AKP hemen hergün her konuda “çılgın proje”ler açıklıyor.
AKP hemen hergün her konuda “çılgın proje”ler açıklıyor. Her ilde hatta giderek ilçelere “çılgın proje”ler yapıyor; ilan ediyor. Bu konuda Zihni Sinir’i bile geçmiş durumda…
Bir anlamda AKP, Türkiye’yi çılgın proje “manyağı” yapmış durumda. Ama, bence önemli çılgın projesi siyaset alanında…
***
Bu seçimler Türkiye için aynı zamanda bir yol ayrımı. Başbakan Tayyip Erdoğan zaten bu konudaki tavrını açıkladı. Bu seçimin “son seçim” olacağını ilan etti.
Uzun zamandır, başbakanın gönlünde başkanlık sisteminin yattığını bilmeyen yok. Zaten, Tayyip Erdoğan bunu hiç gizlemiyor.
Her yerde, her ortamda bunu açık açık dile getiriyor. Aslında, bu bir istek ve temenni olmaktan çıkmış; fiilen uygulanan bir sistem haline de gelmiş durumda.
***
Bugün AKP’nin ve hükümetin yönetiliş tarzına baktığımızda, başkanlık sisteminin fiilen yaşama geçirildiğini görebiliriz.
Ancak, fiili durum başbakana yetmiyor; yetmez de… Yasal olarak buna uyan bir anayasa ve seçim rejimine ihtiyaç var…
***
Başkanlık sistemi, hemen her ülkede, özellikle Amerika’da iki partili sisteme dayanır…
Amerika’da, Latin Amerika ve Avrupa’da başkanlık rejimlerinin farklılıkları olsa da, ana yörüngesi iki partili sistemlerdir.
İşte, AKP önümüzdeki dönemde Türkiye’yi Başkanlık Sistemine götürmek için de iki partili sisteme ihtiyacı var.
***
AKP, ikili partili sisteme geçişte önünde en önemli engel olarak MHP’yi görmektedir. AKP’nin MHP’yle derdi bununla bitmiyor. AKP ile MHP arasında, aynı zamanda kim daha milliyetçi kavgası-mücadelesi de var…
***
MHP’yi siyaset sahnesinin dışına itmek, ANAP ve DYP gibi bitirmek için düğmeye basılmış durumda…
***
Yakın zamana kadar, çeşitli merkez sağ partileri hatta Ecevit’in DSP’sini bile destekleyen cemaat ve tarikatlar artık açık ve aleni bir şekilde AKP’yi destekliyor…

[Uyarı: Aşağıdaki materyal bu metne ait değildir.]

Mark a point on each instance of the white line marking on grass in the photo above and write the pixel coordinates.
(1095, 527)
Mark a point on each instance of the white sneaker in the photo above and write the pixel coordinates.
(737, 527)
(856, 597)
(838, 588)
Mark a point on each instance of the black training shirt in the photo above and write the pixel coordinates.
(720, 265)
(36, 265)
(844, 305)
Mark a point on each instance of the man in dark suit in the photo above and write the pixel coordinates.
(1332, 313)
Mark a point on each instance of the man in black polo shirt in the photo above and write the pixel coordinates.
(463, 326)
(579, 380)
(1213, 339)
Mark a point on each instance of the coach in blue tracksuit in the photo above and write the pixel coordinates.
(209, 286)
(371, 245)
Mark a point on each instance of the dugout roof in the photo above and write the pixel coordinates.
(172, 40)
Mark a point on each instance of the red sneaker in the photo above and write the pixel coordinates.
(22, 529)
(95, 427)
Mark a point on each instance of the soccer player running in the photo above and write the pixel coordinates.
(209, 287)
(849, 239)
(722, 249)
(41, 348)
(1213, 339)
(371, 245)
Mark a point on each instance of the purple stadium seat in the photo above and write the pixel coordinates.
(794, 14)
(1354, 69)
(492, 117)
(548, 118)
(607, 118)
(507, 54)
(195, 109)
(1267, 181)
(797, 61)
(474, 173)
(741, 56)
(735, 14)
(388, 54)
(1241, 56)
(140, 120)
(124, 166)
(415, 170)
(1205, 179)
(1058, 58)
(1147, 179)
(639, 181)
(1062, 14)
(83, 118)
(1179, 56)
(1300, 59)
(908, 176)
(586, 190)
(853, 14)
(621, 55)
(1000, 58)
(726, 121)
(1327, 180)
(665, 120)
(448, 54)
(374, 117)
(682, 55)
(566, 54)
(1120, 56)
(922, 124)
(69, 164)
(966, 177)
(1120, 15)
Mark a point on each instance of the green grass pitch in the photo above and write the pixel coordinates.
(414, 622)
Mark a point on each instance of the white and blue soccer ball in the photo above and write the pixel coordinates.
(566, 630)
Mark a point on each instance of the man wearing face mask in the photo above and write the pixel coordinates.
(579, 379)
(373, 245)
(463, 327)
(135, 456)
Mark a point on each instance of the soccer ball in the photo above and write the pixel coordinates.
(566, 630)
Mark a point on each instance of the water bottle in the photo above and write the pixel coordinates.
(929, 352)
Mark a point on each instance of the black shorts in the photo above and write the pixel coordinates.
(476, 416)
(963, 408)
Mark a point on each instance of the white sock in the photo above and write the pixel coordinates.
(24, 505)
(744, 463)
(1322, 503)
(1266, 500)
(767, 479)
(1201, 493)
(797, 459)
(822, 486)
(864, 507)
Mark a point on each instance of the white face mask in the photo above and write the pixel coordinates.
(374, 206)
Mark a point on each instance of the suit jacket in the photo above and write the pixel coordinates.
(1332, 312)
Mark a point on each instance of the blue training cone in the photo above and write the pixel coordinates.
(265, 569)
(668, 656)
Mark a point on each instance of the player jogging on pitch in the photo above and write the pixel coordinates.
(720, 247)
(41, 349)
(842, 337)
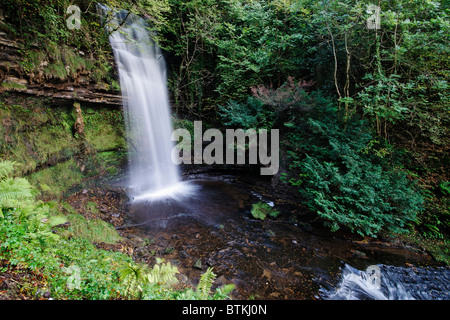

ANAP’ın, DYP’nin, Ecevit’in bile koruyup kolladığı cemaatler, bu partilerin ortadan kalkması için en aktif mücadeleyi yaptılar…
Ve şimdi cemaat ve tarikatların MHP karşıtı tavırları ortaya çıktı.
Bugüne kadar her zaman MHP’nin koruyup kolladığı başta Gülen cemaati olmak üzere, cemaat ve tarikatlar MHP’nin altını oyuyorlar…
***
Referandum sürecinde açıkça ortaya çıkan ve Fethullah Gülen’in öncülük ettiği bu kampanya MHP’nin etkin olduğu birçok bölgede evet oylarının yüksek çıkmasına yol açtı.
Şimdi bu süreç tamamlanmak isteniyor. MHP baraj altı bırakılarak, siyaseten yok edilmek isteniyor…
Referandum sürecinde başlayan eski ülkücüleri devşirme, AKP’lileştirme süreci, bu seçimde en üst düzeye çıkarılmış durumda…
Başta Alparslan Türkeş’in bir oğlu olmak üzere çok sayıda eski ülkücü-MHP’li AKP listelerinden aday.
***
Anlaşılan, bu kampanyaların yetmeyeceğini düşünen siyaset mühendisleri, bütün teknik takip ve dinleme olanaklarını kullanarak, MHP’ye karşı kaset komplolarını tezgahladı…
Amaç, Gülen cemaatinin sözcüsü Hüseyin Gülerce’nin dediği gibi “MHP’yi seçimlerden çekilmeye zorlamak.”
***
Ancak, görünen ve son anketlerin söylediği bu oyunun ters teptiği… Kaset komplosunun MHP’nin oylarını artırdığı…
Görünen o ki, şimdi AKP en tehlikeli oyuna başvuracak… Kürtlerle MHP’yi karşı karşıya getirmek.